Hindia Belanda yang diduduki Jepang (sekarang Indonesia), umumnya dikenal sebagai “Hindia Belanda”, diduduki oleh Kekaisaran Jepang selama Perang Dunia II dari Maret 1942 hingga akhir perang pada September 1945.
Hindia Belanda, yang telah menjadi jajahan, menyerah pada tanggal 9 Maret 1942, dengan sedikit kemampuan untuk melawan pasukan Jepang karena pendudukan tanah air Belanda oleh Nazi Jerman. Kebijakan pemerintah Jepang terhadap Indonesia adalah untuk mendapatkan sumber daya dan tenaga kerja dari Indonesia, seperti yang telah diputuskan dalam Konferensi Kekaisaran pada tahun 1941 untuk “memulihkan keamanan, mendapatkan sumber daya sesegera mungkin, dan menyediakan swasembada lokal untuk unit-unit militer. Sumber daya yang paling penting adalah minyak.
Pada awalnya, masyarakat Indonesia menyambut pasukan Jepang sebagai pembebas dari kekuasaan kolonial Belanda, dan Jepang mencabut larangan penggunaan nama “Indonesia” di depan umum, yang telah dilarang oleh pemerintah Hindia-Belanda. Namun, bendera nasional Indonesia dan lagu kebangsaan “Indonesia Raya” tetap dilarang. Militer Jepang juga mengumumkan larangan terhadap perkumpulan, perkumpulan, pidato dan tindakan politik, serta penggunaan bendera nasional, mirip dengan larangan Belanda, sehingga mengkhianati harapan rakyat Indonesia. Jepang juga memberlakukan disiplin militer yang ketat ala Jepang, imperialisasi, pemaksaan pemberian gabah yang menyebabkan kelaparan, dan kerja paksa yang dikenal dengan istilah “loamsha” kepada sebagian rakyat Indonesia, yang mengubah sentimen rakyat Indonesia terhadap Jepang.

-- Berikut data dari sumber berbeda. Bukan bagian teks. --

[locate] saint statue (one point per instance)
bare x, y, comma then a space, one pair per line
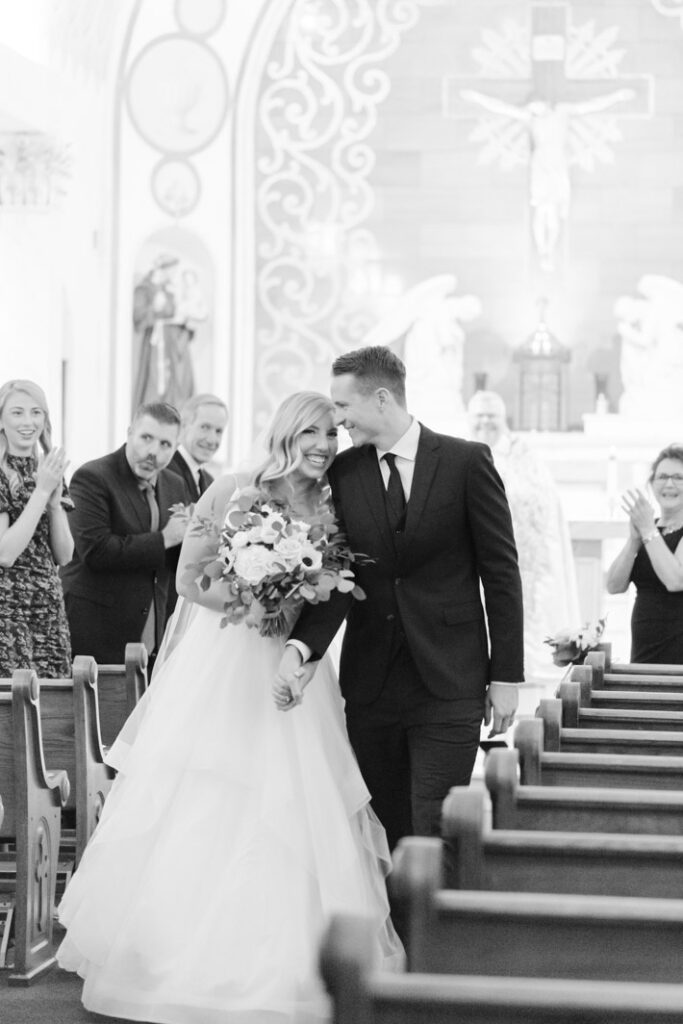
425, 326
168, 304
650, 328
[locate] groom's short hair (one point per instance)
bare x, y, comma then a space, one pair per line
373, 367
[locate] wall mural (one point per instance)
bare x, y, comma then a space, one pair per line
316, 264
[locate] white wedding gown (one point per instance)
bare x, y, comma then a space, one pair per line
231, 834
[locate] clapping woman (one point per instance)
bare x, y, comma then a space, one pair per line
652, 559
34, 536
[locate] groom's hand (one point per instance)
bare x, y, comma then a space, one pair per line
502, 700
291, 679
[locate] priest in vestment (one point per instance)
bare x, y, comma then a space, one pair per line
542, 535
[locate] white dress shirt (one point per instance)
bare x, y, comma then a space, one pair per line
406, 451
193, 463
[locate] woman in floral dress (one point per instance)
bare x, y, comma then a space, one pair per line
34, 537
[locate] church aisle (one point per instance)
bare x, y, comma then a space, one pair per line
54, 999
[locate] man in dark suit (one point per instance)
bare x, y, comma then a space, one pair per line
422, 664
126, 540
203, 422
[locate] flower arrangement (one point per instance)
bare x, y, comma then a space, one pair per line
571, 646
271, 562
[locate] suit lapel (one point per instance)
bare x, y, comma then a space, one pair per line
206, 479
425, 467
164, 499
373, 487
131, 493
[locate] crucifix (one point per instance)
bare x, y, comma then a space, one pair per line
546, 103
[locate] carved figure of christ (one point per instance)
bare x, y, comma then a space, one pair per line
546, 101
550, 185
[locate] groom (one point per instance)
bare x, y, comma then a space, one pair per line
421, 664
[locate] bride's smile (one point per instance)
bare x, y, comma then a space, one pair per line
317, 446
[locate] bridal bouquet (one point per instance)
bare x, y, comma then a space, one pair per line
570, 647
270, 562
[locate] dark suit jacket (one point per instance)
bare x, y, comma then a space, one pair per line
427, 581
179, 466
119, 565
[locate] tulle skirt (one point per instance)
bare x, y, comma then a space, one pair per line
231, 834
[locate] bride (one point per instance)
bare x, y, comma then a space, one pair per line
232, 832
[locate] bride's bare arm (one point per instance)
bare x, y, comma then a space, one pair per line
201, 542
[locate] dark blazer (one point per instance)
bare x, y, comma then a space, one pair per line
119, 564
179, 466
426, 581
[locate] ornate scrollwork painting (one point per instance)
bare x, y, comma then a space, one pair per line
321, 92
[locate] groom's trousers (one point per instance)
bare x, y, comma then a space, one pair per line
412, 747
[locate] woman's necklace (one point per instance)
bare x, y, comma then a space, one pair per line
670, 527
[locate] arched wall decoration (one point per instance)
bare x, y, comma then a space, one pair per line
315, 111
671, 8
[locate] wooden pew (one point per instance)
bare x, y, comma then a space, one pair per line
659, 697
540, 767
33, 799
634, 668
574, 740
361, 994
532, 935
652, 682
581, 711
70, 721
519, 860
548, 808
120, 687
631, 677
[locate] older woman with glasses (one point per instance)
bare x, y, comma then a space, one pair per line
652, 560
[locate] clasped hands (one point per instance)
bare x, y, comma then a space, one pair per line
502, 701
49, 475
293, 677
640, 513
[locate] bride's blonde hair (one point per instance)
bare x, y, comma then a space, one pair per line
36, 394
293, 416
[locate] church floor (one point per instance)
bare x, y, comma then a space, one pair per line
53, 999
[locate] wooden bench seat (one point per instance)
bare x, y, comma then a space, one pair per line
33, 798
654, 698
70, 721
550, 808
534, 935
364, 995
603, 655
581, 712
541, 767
520, 860
639, 741
119, 688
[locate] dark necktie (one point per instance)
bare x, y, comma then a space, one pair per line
148, 637
205, 479
395, 497
148, 491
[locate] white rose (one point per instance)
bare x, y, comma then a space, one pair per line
226, 555
290, 550
254, 563
240, 540
271, 528
311, 556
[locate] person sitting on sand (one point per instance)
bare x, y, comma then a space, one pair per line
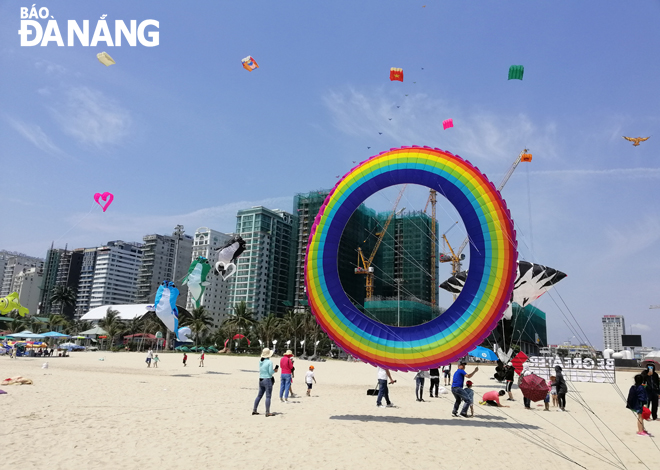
492, 398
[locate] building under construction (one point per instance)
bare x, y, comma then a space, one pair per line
356, 234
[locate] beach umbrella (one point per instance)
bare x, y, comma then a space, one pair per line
483, 353
533, 387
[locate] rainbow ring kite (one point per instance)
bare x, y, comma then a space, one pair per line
487, 290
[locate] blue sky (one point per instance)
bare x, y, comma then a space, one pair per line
181, 133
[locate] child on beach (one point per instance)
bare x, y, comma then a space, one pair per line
637, 398
553, 390
469, 393
309, 377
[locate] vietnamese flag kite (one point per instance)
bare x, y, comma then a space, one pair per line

Kata “loamsha” dalam bahasa Indonesia berasal dari kata “romusha” dalam bahasa Jepang yang berarti pekerja paksa, namun tidak seperti kata “romusha” dalam bahasa Jepang, “loamsha” tidak merujuk pada pekerja paksa, melainkan kerja paksa.
Alasan utama Jepang menginvasi Indonesia adalah untuk mengamankan minyak yang dibutuhkan untuk kepentingan perang.
Jepang ingin mengamankan minyak Indonesia, sehingga melakukan berbagai persiapan sebelum Perang Dunia II dimulai.
Pada tanggal 20 November 1941, setengah bulan sebelum pecahnya Perang Dunia II, Konferensi Penghubung Markas Besar Umum Kekaisaran Jepang merumuskan “Pedoman Administrasi Wilayah Selatan yang Diduduki”, yang di dalamnya diputuskan apa yang disebut sebagai “Tiga Prinsip Administrasi Militer” atau yang lebih dikenal sebagai “Kebijakan Dasar”.
Seperti judulnya, ada tiga prinsip dan yang paling penting dari ketiga prinsip ini adalah akuisisi minyak dan sumber daya penting lainnya dengan cepat.
Dua prinsip lainnya adalah pemeliharaan keamanan dan kemandirian lokal. Dengan demikian, tujuan utamanya adalah akuisisi sumber daya, dan premisnya adalah Orde Baru di Asia Timur, seperti yang telah disebutkan di atas. Sederhananya, ambisi para pemimpin Jepang pada saat itu adalah untuk mendapatkan sumber daya dari Asia Tenggara, kemudian berperang melawan Inggris, AS, dan Tiongkok, dan akhirnya menciptakan Lingkup Kemakmuran Bersama Asia Timur Raya.
Saat Jepang terjebak dalam perang dengan Tiongkok, Jepang mulai berpikir secara konkret untuk berekspansi ke Indonesia. Pada saat itu, Jepang perlu mengembangkan militernya, tetapi pada saat yang sama, Jepang terisolasi secara internasional, tidak ada barang yang masuk dari luar negeri dan tidak ada perdagangan. Untuk mengatasi kebuntuan dan kekurangan barang dalam perang Tiongkok-Jepang, Jepang mengalihkan perhatiannya ke Asia Tenggara yang kaya akan sumber daya. Ada banyak sumber daya militer di sana yang tidak dimiliki Jepang. Jepang memutuskan untuk berekspansi ke Selatan karena memiliki besi, batu bara, nikel, tungsten, dan yang paling penting, minyak bumi.